One can cite a famous historical illustration here. During the First World War, Britain had gone off the Gold Standard, but returned to it in 1925 at pre-war parity, under pressure from the powerful British financial interests which wanted such parity. But the type of colonial prop that had been available to Britain in the pre-first world war years was no longer available after the war (Japan for instance was encroaching significantly on Britain’s Indian market), so that the pound sterling was over-valued at the pre-war parity, and Britain started facing balance of payments problems. As a result Britain tried to impose a wage-deflation on its workers which would make its goods cheaper abroad and also reduce domestic absorption, thereby improving its balance of payments. This however gave rise to the famous General Strike in Britain in 1926, within months of its return to the Gold Standard. Thus, while both an exchange rate depreciation and a wage-deflation have the effect of squeezing the working people, the latter is a direct measure which has a directly political character.

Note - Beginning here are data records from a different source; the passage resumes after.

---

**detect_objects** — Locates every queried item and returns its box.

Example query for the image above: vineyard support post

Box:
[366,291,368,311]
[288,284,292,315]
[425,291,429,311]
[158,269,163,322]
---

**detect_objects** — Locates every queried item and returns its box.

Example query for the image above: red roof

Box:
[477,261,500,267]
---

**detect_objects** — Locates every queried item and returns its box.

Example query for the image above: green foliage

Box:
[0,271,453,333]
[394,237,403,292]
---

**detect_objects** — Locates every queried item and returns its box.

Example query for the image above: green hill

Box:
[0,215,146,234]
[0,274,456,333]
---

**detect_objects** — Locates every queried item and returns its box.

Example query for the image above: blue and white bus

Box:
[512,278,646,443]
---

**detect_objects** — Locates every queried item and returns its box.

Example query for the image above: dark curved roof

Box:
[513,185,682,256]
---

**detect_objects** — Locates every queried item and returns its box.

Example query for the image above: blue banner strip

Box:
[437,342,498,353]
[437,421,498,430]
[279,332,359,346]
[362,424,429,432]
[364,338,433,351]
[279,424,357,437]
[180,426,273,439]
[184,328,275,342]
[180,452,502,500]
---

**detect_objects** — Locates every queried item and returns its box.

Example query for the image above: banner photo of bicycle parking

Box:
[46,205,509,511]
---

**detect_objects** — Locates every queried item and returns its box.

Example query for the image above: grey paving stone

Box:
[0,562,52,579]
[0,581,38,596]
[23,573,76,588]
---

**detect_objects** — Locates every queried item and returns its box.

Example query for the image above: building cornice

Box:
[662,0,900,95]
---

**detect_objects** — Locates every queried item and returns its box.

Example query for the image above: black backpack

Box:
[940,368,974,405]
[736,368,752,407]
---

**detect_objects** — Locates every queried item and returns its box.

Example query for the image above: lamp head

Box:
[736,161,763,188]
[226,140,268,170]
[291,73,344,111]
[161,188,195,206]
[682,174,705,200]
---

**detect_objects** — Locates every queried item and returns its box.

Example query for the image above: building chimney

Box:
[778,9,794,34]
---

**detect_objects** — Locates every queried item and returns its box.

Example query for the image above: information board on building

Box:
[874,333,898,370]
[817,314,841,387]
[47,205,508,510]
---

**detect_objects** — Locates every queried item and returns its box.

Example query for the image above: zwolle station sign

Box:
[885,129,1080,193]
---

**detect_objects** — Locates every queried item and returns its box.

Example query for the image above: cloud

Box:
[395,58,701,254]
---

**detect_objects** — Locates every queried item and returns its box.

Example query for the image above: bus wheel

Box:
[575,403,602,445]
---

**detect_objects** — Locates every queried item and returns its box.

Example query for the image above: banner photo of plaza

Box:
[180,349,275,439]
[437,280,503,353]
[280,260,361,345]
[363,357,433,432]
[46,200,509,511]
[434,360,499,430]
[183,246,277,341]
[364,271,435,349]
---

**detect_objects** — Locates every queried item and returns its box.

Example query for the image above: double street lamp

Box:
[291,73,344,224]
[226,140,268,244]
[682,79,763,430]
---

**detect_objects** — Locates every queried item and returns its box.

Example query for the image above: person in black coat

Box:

The less obvious implication of the fact that metropolitan wealth-holders now hold wealth in third world currencies, which rules out exchange rate depreciations, is that wealth-holding decisions of such wealth-holders now have a direct bearing upon third world trade union rights and hence upon third world democracy. If metropolitan wealth-holders start shifting their wealth out of a country, then the country in question has to impose a wage-deflation by attacking trade unions (apart from enticing metropolitan capital to stay on by offering domestic assets for a “song”, which is a case of “denationalisation” of national assets). What is more, if the US raises its interest rate, then this too threatens to precipitate a wage-deflation in a country like India to stem a capital flight, for which an attack on trade unions, on the democratic rights of the workers, and on democratic structures generally, becomes a necessary accompaniment (apart from “denationalisation” as already mentioned).
This new situation differs from the earlier one in two important ways: first, in the absence of any significant metropolitan wealth holding in local currency assets, ie when only the third world wealth-holders held their wealth in local currency assets, they were to an extent subject to some degree of control by the third world State; but the third world State within a neo-liberal regime has little control, even in the absence of currency convertibility, upon metropolitan wealth-holders. Second, exchange rate depreciation as an instrument was usable earlier which obviated to a degree a direct attack on workers and hence a direct assault on trade unions and workers’ political rights. This becomes impossible now.
In countries like India in short the changes occurring within the structure of imperialism serve to strengthen the authoritarianism that is already evident. The demand for the introduction of “labour market flexibility”, a euphemism for an attack on trade unions, is sure to gather momentum in the days to come, and the Hindutva government, given its bloody-mindedness and its utter lack of comprehension of the pitfalls of neo-liberalism, is sure to become a willing instrument for fulfilling this demand.